Mr Ndiomu replaces Milland Dikio, a retired colonel.
A presidential spokesperson, Femi Adesina, announced Mr Ndiomu’s appointment in a press statement he issued on Thursday evening. No reason has been given for Mr Dikio’s sack.
Mr Ndiomu hails from Odoni in Sagbama Local Government Area of Bayelsa State. He was admitted to the Nigerian Defence Academy as part of 29th Regular Combatant Course, and was commissioned Second Lieutenant in 1983.
He held several command and staff appointments in the course of his military career before he retired in December 2017.
“Gen Ndiomu also trained as a lawyer, and is an alumnus of National Institute for Policy and Strategic Studies (NIPSS), Administrative Staff College of Nigeria, Badagry, Harvard Kennedy School, and George C Marshall Centre for European Security Studies, among others,” the statement said.
The Presidential Amnesty Programme was established by President Musa Yar’Adua’s administration in 2009 as part of the government’s measures to reduce militancy in the oil-rich Niger Delta region. Its aim was to persuade militants to give up their arms for amnesty and reintegration.
Thirty-thousand former militants had been enrolled into the programme so far.
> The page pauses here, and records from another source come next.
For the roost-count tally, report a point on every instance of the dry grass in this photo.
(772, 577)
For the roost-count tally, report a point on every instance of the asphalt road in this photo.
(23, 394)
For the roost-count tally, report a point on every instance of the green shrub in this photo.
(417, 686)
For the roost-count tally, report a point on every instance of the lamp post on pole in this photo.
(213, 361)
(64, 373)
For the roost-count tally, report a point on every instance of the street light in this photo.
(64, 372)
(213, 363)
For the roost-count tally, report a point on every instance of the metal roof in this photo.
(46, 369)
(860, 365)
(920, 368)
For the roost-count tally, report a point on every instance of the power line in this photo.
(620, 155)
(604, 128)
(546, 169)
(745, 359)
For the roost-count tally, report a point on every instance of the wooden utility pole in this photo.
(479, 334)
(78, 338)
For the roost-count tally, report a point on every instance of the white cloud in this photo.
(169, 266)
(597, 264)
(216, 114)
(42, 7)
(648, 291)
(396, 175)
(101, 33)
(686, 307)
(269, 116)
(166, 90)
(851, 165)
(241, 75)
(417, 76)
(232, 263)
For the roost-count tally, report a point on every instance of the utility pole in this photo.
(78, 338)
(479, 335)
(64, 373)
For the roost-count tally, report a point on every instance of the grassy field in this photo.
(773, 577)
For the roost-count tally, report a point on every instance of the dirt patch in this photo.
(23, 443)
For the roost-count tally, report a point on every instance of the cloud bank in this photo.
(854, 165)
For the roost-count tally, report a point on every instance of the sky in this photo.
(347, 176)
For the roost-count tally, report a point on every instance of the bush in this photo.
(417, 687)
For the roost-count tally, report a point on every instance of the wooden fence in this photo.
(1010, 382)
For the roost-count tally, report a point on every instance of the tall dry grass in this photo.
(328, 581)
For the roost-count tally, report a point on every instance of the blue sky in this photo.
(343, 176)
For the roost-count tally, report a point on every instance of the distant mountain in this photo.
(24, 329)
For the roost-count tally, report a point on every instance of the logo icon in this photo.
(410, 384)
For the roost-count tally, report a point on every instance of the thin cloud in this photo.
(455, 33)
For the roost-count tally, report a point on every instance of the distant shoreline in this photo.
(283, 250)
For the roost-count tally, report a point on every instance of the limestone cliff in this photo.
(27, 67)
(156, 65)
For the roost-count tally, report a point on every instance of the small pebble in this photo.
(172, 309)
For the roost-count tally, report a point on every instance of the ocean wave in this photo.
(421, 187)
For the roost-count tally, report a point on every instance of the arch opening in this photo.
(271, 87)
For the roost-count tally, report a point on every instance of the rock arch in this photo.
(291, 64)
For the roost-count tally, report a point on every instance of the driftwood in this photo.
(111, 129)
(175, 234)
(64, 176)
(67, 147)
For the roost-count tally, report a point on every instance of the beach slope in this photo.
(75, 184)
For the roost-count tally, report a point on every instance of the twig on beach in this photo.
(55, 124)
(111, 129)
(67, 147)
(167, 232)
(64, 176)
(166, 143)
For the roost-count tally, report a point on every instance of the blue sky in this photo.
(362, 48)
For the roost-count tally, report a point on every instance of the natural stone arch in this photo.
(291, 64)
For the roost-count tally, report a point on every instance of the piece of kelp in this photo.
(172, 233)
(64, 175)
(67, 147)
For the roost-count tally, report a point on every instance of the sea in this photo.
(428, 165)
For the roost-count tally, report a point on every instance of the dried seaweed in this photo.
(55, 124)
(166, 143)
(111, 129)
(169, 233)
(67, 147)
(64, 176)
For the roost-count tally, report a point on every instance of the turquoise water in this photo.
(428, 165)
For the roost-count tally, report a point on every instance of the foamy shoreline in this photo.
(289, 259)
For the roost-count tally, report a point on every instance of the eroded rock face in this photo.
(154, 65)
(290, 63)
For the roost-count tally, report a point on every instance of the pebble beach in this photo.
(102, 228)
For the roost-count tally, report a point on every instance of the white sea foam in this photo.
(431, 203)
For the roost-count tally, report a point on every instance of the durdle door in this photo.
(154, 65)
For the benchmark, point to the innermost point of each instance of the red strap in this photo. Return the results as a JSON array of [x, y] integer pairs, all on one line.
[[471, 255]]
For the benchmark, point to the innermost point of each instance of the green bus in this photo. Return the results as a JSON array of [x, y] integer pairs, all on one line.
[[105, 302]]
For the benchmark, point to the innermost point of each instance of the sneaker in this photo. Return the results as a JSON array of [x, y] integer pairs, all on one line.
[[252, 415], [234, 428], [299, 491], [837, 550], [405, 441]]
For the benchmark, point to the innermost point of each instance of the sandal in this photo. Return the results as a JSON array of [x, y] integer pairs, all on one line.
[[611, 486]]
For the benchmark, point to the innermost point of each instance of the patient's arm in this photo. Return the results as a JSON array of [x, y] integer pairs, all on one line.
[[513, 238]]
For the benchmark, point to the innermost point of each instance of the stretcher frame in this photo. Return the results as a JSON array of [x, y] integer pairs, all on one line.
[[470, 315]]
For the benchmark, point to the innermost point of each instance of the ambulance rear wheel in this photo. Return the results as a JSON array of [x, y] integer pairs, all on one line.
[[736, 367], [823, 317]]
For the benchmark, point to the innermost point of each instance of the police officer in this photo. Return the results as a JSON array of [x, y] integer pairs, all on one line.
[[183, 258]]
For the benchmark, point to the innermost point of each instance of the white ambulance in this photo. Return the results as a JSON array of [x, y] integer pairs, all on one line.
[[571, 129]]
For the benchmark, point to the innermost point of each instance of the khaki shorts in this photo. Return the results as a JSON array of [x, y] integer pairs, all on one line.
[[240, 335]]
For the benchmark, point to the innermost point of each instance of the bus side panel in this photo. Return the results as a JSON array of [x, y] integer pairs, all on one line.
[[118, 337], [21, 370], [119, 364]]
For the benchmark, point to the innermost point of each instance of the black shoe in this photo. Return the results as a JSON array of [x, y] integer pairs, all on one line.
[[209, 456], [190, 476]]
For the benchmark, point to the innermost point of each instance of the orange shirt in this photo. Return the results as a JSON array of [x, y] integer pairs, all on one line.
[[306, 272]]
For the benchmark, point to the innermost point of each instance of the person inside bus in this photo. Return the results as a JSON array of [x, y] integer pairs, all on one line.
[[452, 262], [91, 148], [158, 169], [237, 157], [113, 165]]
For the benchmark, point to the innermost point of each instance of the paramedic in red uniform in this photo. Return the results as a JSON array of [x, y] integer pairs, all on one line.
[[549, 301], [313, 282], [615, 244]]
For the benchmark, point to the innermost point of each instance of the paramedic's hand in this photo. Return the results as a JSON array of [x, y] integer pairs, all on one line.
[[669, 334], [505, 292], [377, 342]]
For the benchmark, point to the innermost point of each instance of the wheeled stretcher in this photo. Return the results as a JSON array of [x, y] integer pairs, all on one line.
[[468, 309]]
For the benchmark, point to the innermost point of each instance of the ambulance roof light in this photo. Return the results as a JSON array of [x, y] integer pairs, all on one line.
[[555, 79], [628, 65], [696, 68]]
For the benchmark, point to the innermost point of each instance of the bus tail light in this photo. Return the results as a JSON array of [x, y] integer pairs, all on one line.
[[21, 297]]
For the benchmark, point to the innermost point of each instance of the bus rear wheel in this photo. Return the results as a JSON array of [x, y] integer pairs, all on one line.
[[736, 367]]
Sixty-five per cent of them are currently under training, while 65 per cent have been successfully reintegrated, according to the information on the programme’s website.
About 113 former militants had been helped to secure employment in maritime, welding and fabrication companies at home and abroad, then chairman of the amnesty programme, Kingsley Kuku, had said in 2012.
Godwin Abbe, a retired major general and former military administrator of Akwa Ibom State, was the first chairman of the programme from 2009 to 2010.